Coming out of Fort Myers we passed an amazing display of wealthiness. There are so many mega shopping complexes, I'm not sure how they can possibly all survive. My guess is that the residents of the ornate, gated subdivisions like Pelican's Nest & Cedar Creek have little else to do but shop when they aren't at one of the dozens of country clubs along the route. It was all very manicured and pretty, like a movie set.
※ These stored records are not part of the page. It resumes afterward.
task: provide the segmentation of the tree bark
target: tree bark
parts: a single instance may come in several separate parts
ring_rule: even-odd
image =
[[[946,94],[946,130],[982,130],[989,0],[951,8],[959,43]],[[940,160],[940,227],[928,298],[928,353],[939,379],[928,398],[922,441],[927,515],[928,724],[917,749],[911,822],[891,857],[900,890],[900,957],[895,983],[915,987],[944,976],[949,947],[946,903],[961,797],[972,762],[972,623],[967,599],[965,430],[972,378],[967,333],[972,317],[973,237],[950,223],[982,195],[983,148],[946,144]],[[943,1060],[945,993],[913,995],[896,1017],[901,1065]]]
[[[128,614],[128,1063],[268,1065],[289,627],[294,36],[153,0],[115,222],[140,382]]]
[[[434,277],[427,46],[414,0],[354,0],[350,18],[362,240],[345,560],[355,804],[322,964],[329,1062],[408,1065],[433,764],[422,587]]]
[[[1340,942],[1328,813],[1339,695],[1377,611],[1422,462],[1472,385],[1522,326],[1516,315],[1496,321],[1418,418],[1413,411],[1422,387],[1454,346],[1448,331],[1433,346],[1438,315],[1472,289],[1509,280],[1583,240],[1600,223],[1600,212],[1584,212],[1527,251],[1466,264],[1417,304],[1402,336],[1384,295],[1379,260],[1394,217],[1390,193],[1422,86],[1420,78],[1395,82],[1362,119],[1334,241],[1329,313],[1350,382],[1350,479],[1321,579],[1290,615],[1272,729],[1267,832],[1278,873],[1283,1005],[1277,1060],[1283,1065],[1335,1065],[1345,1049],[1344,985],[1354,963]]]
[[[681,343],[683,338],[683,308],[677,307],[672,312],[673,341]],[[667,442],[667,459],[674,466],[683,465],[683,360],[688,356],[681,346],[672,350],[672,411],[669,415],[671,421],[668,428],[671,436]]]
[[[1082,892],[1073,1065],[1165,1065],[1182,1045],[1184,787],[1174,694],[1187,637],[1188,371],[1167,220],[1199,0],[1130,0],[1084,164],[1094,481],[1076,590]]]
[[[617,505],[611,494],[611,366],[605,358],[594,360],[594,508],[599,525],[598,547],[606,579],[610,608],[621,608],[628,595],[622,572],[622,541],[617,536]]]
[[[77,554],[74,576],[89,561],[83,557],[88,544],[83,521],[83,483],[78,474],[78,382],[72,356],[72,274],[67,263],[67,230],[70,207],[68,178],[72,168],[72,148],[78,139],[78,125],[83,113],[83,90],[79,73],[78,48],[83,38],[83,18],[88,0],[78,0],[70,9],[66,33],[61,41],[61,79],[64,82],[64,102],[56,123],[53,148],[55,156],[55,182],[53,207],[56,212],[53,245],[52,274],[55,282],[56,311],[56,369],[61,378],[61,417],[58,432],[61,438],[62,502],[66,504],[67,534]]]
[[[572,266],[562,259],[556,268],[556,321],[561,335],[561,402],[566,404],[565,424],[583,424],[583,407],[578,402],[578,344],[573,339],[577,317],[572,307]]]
We took Highway 41 rather than the interstate and I was pleased with the choice despite the amount of roadwork and construction going on at the Miami end of the Timiami trail. It's a great way to get an overview of the glades and there are any number of places you can pull over for information, airboat rides or 'gator viewing. We got our first alligator sighting on the side of the road. There are little channels of water that run along each side of the highway and the alligators literally lie on the banks or wander across the road if they feel like it. As we discovered at several info stops, the alligator differs from the croc in more ways than its sensitive tongue. Alligators by nature are simple, indolent creatures who have no desire to attack you unless you put part of yourself near their jaws!
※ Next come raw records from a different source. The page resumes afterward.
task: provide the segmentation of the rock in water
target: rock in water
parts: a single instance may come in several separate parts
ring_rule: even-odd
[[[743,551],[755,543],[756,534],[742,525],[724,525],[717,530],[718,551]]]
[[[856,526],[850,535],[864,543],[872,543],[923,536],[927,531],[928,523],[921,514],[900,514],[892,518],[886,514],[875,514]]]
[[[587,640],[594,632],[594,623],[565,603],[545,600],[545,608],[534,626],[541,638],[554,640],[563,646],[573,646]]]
Attempting to combine some culture and history along with the day's environmental lessons, we stopped at the Miccosukee Indian Village in time for their alligator show. The show itself was pretty tame. As mentioned before the alligator is actually a pretty timid creature and it took quite a bit of prodding to get these animals to move. I felt a bit uncomfortable about having paid to stir them up for our entertainment but I was more than happy to take my turn at holding one of the babies afterwards.
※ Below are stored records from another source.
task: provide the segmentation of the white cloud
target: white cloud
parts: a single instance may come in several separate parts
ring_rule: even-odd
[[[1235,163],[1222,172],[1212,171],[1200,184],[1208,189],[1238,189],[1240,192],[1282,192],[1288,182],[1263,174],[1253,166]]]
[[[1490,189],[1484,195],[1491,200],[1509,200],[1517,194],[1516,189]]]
The story of the Miccosukees is an interesting one.They historically inhabited the upper Tennessee Valley but under continuing encroachment pressure from European-American settlers, many migrated to northern Florida during the 18th and 19th centuries.
They formed a major part of the Seminole tribe, which formed in the eighteenth century in Florida. The United States (US) government forced most of the Seminole/Creek from Florida. Those who remained in Florida fought against US forces and afterward, they moved into the Everglades to try to evade European-American settlement pressure and became the Miccosukees.
By the time we reached Florida City we were so hungry I was afraid Taine would start eating his own arm so we made our first visit to a US Maccas. It was all the same rubbish we get at home, minus the lettuce (although there was definitely lettuce on the picture!) and much cheaper. Today's special was a cheeseburger for 59c!
For dinner we visited the crab restaurant across the road. Disappointingly they had run out of crab but Geoff & I had a yummy seafood plate of shrimp and grouper. Our side tonight was fried, green beans. These are, quite literally, greens beans fried in batter. Soooo delicious!